14 yıldır petshop işleten Hüseyin Güven, “Biz dostlarımızı satmayız” diyor. Sadece hayvan ürünlerini sattıklarını söyleyen Güven, “Kedi ve köpek satışından bire üç kâr elde ediliyor. Sektörümüzün devamlılığı için satışlar elbette gerekli ama doğru şartlar sağlanmadıkça hayvan satışının savunulacak bir yanı yok. Asıl sorun satılan hayvanların nereden ve nasıl elde edildiğidir” diyor.

Belediyeler: Sadece denetliyoruz

Şişli Belediyesi Kısırlaştırma ve Rehabilitasyon Merkezi Veteriner İşleri Müdürü Gönül Koç şunları söylüyor: “Petshop için belediyeler, standart işyeri ruhsatı verir. Belediyeye başvuru yapıldıktan sonra ruhsat için denetim yapılıyor. Ancak petshop’larda hayvan satışı için son sözü söyleyen bakanlık. Belediyelerin satışlara onay verme ya da durdurma yetkisi yok. Belediyeler petshop’ları hayvan hakları yönünden denetleyebiliyor. Bir şikâyet olmuşsa belediye devreye girebiliyor.”

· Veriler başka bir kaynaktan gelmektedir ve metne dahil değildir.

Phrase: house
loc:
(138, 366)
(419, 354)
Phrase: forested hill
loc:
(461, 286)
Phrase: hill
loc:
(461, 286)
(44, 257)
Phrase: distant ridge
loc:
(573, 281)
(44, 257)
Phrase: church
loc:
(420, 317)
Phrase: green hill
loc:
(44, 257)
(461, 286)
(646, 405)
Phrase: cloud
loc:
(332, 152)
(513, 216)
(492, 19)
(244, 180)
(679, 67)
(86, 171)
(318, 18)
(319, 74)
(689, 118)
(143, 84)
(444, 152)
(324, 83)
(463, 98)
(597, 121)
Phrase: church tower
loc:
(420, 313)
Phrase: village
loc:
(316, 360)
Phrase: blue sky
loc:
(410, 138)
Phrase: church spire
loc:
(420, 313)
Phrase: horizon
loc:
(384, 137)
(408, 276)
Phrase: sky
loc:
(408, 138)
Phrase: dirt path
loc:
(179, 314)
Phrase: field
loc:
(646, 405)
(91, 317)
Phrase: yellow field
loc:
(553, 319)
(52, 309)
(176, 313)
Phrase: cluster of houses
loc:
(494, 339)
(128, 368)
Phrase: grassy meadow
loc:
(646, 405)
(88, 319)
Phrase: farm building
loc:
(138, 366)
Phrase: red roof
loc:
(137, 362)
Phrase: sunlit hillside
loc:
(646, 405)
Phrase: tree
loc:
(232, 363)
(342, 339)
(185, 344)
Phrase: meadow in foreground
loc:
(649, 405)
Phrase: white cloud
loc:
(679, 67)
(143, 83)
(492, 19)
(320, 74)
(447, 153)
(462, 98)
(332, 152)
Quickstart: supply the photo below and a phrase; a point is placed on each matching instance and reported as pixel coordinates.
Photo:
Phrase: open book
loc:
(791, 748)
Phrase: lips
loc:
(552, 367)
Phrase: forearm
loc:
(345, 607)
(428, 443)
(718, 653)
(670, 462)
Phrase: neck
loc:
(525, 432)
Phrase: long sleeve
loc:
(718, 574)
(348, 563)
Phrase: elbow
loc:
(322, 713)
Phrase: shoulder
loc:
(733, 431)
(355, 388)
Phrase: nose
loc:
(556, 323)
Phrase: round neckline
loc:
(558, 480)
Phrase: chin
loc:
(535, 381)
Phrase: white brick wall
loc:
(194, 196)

Bakanlık: Petshop'ta değil, katalogda bak

Geçen hafta hayvan hakları için kritik bir tasarı gündeme geldi. Ankara büromuzdan Meltem Özgenç’in haberine göre, Orman ve Su İşleri Bakanlığı’nın önerisi, Gıda Tarım ve Hayvancılık Bakanlığı’nın desteğiyle petshop’larda balık ve bazı kuş türleri dışında hayvan bulundurulması yasaklanıyor. Kedi, köpek gibi hayvanlar ısı ve ışık dengesi olan üretim yerlerinde kalacak. Bu hayvanları almak isteyen kişiler, petshop’lardaki kataloglardan seçim yapacak. Yapılan çalışmaya göre, bu tür yerlerde olumsuz etkilendikleri için bazı kuş türlerinin kalmasına müsade edilmeyecek. Sadece balık ve muhabbet kuşları gibi hayvanlar petshop’larda bulundurulabilecek.

Terk edene ceza geliyor

Gıda ve Tarım Bakanlığı’nın hazırladığı ‘Kedi Köpek ve Gelinciklerin Kimliklendirilmesi ve Kayıt Altına Alınmasına Dair Yönetmelik Taslağı’na göre ise bu hayvanlara birer pasaport verilecek ve çip takılacak. Sokak hayvanlarının çoğunun sahipli olması ve sokağa bırakılmaları nedeniyle başlayacak olan uygulama, tüm barınaklardaki ve üretim yerlerindeki hayvanlara da yapılacak. Bu hayvanlara sokakta rastlanması durumunda ise hayvan sahiplerine ciddi para cezaları kesilecek. Sokaktaki diğer hayvanlar ise kısırlaştırılacak. Böylece popülasyonları azaltılacak.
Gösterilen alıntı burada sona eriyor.